What we’ll see moving forward is that brands will automate this process, with translations and currency changes altering the primary asset in real time. Instead of having to go through each image one by one to change the message, managers will only need to run a copy and promotion compliance check before going live. The time savings and reduction in costly errors will have a huge impact on a brand’s ability to go hyper local in their e-commerce strategy.
Channel relationships will become seamless
Of course, brands aren’t only responsible for managing visual assets on their own platforms. They also need to ensure that their channel partners have access to optimized assets based on their unique requirements. As shoppers research products online and shop in store, whether on their phone or interactive kiosk, both the retailer and brand need to ensure that their assortments are displayed precisely as intended. Since brands serve dozens of original images and videos assets to each channel partner, this is a huge challenge.
We’ll see this addressed primarily through the deployment of advanced product information management (PIM) platforms that automate the product workflow and integrate with AI-enabled digital asset management (DAM) platforms. Together, these systems will ensure visual product information is always optimized and isn’t discarded by the retailer for being misconfigured for its requirements.
Beyond mere compliance, this will also drastically increase efficiency and flexibility. By ensuring assets meet the standards of every channel partner automatically — and in reverse, that retailers are using approved brand assets — it’s far easier and safer to manipulate images for a new purpose. For example, a retailer could remove a certain background and drop in a seasonal underlay for a promotional campaign. This will help them cater more directly to their customers without invalidating the brand standard.
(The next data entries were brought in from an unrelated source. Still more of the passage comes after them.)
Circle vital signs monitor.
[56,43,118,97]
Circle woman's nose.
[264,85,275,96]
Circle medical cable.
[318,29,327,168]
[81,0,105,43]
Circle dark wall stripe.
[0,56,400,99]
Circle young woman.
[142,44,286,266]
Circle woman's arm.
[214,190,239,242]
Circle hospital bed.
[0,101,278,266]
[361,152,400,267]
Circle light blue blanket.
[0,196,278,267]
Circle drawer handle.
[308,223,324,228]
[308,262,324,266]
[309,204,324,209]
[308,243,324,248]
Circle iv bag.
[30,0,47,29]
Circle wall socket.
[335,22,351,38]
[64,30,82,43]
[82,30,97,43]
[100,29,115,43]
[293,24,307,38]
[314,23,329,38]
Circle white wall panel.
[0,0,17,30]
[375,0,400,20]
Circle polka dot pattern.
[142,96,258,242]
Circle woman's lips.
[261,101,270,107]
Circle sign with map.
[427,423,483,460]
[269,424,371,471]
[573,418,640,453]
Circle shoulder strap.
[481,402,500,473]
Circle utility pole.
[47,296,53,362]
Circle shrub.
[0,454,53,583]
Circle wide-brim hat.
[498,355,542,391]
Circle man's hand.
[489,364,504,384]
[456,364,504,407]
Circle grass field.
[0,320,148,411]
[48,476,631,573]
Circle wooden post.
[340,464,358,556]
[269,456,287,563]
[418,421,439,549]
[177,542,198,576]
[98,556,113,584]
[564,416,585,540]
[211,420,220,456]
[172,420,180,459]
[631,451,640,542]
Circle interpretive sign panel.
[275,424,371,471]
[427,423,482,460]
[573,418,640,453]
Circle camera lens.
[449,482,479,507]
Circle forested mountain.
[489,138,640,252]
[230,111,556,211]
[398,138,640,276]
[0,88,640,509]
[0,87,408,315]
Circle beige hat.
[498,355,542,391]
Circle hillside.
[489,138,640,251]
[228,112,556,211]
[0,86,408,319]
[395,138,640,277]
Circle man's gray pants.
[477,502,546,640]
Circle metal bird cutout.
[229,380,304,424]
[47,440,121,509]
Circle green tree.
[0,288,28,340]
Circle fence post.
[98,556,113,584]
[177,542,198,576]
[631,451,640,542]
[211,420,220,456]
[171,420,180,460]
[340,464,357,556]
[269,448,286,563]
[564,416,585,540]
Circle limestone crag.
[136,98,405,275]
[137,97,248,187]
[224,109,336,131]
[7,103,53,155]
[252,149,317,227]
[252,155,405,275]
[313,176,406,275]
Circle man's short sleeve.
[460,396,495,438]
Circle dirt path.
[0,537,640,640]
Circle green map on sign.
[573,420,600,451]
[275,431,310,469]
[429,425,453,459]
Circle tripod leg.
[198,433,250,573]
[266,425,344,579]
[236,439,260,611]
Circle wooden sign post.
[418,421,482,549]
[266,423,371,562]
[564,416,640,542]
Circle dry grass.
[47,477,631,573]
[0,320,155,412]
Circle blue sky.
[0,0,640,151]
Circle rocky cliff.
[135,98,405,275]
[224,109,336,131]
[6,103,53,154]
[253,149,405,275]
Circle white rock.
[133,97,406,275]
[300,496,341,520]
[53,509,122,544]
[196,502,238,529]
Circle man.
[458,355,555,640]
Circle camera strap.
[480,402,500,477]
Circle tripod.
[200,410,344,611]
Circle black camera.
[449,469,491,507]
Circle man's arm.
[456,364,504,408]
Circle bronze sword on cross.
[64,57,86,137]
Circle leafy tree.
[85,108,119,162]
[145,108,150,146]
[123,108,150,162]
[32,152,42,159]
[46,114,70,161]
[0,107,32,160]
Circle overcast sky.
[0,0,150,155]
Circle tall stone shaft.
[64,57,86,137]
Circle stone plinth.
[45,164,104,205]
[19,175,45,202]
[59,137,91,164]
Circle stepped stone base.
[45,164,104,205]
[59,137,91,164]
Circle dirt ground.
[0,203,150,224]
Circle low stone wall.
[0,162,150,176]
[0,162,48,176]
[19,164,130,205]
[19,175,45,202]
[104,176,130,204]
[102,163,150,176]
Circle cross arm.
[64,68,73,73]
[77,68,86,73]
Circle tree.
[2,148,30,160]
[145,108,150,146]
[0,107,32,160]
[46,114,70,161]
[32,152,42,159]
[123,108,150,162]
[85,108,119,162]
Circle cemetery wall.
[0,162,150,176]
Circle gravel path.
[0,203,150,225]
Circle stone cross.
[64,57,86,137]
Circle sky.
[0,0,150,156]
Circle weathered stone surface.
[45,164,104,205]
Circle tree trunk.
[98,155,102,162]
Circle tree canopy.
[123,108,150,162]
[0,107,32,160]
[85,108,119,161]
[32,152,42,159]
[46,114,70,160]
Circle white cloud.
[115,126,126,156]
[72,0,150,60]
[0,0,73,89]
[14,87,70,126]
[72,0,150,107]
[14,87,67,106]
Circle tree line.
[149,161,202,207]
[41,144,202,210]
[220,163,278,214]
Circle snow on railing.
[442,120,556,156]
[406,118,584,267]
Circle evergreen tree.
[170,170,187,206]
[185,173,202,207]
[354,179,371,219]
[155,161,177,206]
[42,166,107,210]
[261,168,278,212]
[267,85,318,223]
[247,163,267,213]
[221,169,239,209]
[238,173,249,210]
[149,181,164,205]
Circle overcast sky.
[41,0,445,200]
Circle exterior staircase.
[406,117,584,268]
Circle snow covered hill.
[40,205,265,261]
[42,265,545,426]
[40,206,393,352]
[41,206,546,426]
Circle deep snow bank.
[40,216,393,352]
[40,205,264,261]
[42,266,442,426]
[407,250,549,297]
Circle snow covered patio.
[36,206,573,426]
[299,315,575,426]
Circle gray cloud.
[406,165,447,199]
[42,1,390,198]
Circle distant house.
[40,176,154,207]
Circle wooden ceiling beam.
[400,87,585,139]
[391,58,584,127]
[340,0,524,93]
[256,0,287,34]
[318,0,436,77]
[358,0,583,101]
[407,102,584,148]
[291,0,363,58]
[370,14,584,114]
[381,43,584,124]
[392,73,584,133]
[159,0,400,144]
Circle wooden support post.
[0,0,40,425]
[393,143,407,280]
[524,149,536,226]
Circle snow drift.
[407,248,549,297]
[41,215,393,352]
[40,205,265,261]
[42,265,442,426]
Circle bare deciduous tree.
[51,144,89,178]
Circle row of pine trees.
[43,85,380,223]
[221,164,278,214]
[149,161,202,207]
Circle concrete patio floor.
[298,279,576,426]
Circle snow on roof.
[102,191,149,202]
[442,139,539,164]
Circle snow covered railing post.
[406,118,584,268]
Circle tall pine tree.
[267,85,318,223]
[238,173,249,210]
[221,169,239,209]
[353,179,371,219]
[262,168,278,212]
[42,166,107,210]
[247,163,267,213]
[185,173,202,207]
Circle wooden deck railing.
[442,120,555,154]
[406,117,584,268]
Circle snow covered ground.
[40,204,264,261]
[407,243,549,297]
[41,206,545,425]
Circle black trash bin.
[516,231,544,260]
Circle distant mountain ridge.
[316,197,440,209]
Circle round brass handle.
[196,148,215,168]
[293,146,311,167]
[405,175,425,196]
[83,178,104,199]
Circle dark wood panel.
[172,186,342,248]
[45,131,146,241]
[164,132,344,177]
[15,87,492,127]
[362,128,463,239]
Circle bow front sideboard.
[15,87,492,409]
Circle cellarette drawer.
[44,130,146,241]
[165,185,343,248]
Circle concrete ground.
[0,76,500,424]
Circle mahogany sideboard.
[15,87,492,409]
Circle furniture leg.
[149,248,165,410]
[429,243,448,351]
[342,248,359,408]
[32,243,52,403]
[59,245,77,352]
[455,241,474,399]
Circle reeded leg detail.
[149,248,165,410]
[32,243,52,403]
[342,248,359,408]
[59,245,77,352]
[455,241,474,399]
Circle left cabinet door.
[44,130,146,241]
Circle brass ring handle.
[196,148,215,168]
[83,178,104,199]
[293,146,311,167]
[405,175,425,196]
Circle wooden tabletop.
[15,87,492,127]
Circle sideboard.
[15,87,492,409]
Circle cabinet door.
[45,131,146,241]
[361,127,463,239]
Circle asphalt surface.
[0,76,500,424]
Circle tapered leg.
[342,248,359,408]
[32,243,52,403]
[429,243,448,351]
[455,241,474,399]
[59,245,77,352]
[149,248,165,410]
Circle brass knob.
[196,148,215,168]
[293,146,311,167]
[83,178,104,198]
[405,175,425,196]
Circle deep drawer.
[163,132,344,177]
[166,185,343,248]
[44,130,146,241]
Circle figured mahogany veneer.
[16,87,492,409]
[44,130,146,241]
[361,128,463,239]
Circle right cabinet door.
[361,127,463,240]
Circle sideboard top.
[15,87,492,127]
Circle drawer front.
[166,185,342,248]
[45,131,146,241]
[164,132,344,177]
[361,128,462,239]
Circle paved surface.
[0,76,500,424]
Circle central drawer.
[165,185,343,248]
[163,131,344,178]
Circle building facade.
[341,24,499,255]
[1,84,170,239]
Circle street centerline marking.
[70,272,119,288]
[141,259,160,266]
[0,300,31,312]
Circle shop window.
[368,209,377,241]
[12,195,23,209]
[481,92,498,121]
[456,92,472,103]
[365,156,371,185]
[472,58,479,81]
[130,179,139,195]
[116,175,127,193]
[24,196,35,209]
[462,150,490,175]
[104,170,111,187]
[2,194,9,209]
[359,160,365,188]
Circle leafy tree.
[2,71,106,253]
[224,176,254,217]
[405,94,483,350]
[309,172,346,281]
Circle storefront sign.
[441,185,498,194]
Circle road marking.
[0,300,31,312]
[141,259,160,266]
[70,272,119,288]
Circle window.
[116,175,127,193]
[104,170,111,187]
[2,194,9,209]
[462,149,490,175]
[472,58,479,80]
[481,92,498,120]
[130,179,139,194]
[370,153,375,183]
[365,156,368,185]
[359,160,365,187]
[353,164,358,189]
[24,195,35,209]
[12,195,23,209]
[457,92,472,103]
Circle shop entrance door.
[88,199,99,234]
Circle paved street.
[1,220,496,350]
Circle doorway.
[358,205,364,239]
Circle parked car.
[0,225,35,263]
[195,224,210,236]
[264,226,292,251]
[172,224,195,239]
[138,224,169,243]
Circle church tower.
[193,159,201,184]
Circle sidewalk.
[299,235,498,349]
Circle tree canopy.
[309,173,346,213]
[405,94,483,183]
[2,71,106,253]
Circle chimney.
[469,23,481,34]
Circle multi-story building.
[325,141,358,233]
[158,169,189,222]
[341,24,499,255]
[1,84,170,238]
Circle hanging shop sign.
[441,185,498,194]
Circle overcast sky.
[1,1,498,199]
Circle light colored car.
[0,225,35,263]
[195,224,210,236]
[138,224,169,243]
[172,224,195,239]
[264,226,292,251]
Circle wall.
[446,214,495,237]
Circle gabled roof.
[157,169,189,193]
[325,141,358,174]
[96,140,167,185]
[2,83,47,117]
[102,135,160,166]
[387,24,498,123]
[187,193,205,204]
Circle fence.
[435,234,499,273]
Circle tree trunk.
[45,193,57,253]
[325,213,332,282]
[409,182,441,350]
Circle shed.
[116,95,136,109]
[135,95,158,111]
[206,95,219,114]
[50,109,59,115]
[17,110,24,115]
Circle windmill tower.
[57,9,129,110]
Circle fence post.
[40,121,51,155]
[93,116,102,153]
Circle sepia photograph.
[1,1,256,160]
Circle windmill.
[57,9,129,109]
The visual economy will deliver for smart brands
Ultimately, what we’ll see in 2020 and beyond is that smart retailers will use technology to deliver highly engaging, personalized and timely media to shoppers in the context that best drives conversions. The sheer scale of managing and delivering visual media, and video in particular, is one of the biggest obstacles to the full realization of the visual economy today. But by focusing on the automation of the asset workflow across channels and partners, brands will fully realize the potential of this great opportunity.